Bu dev kütüphane bizim için ne yapabilir?
Kendimizi belirli bir durumda bulduğumuzda, beynimiz bu kütüphaneye bir arama motoru gibi yıldırım hızıyla erişebilir ve benzer bir durumda daha önce doğru kararı verip vermediğimizi veya yüzüstü düşüp düşmediğimizi sezgisel olarak anlamamızı sağlar. Yani artık uzun uzun düşünmemize gerek yok, sadece kendimizi dinlememiz yeterli: Cevabı kendi içimizde bulacağız.
Neden hala bazen hiçbir şey hissetmiyoruz?
Sadece içgüdülerimizi dinlemek ilk başta kulağa hoş geliyor.
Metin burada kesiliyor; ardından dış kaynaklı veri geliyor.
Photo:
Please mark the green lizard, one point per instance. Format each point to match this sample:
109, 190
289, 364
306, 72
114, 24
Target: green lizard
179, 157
Peki ya hiç sinyal almazsak? Şu sıralar farkındalık, meditasyon ve hipnoz kurslarının patlama yapması tesadüf değil: birçoğumuz iş, aile ve her şeyin daha yükseğe, daha hızlı ve daha ileriye gitmesi gerektiği inancı arasındaki telaşlı günlük yaşamlarımızda kendi bedenimize dair hislerimizi kaybettik ve bunun yerine saf mantık ve rasyonel düşünceyi koyduk. Bu durum, kendimizin ve ihtiyaçlarımızın yeniden farkına varmak ve bedenimiz ve ruhumuz için iyi bir şeyler yapmak için daha fazla özlem duymamıza neden oluyor - hissederek.
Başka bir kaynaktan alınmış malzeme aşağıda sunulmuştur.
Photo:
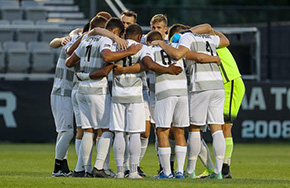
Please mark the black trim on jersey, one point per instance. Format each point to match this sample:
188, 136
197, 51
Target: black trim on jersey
224, 72
231, 100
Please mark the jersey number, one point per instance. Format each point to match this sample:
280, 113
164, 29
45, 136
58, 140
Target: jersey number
166, 60
127, 61
88, 52
208, 48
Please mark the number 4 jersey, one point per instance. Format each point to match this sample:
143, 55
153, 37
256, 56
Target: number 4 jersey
127, 88
167, 85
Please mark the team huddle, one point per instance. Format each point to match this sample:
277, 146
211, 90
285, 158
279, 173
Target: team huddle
184, 77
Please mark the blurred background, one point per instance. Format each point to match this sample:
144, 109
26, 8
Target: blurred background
260, 42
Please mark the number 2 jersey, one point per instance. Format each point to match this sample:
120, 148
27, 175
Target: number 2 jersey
167, 85
89, 52
127, 88
203, 76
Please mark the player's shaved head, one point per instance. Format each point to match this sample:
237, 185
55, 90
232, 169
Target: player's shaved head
176, 28
114, 23
105, 14
153, 35
98, 21
133, 30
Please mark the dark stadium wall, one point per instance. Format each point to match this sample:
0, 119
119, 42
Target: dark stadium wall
25, 114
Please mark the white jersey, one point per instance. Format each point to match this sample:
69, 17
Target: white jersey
89, 52
63, 78
167, 85
203, 76
127, 88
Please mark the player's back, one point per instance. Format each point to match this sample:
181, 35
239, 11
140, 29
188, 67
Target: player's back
89, 52
167, 85
203, 76
127, 88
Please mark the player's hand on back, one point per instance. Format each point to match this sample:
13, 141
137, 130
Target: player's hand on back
65, 40
175, 70
133, 49
118, 69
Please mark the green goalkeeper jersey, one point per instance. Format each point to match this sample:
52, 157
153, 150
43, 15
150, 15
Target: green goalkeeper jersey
228, 67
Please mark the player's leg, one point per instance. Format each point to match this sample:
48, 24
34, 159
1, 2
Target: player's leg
63, 115
215, 120
104, 143
234, 92
135, 115
118, 127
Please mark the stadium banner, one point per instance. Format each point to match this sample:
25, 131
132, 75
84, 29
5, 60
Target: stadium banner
25, 113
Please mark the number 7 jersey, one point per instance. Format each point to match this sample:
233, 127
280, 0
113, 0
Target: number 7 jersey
167, 85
İçgüdüsel hislerimizi nasıl eğitebiliriz?
Herkesin sezgileri vardır. Ancak genellikle onu bastırırız. Kendiliğinden hareket ettiğimizde, kararlar aldığımızda ve bunları uyguladığımızda onu yeniden etkinleştirebiliriz. Bunu uzun bir süre boyunca günde üç ila dört kez yaparsak, bilinçaltımıza çok fazla soru sormadan aktif hale gelmesi için izin vermiş oluruz. Kendimize güvenelim!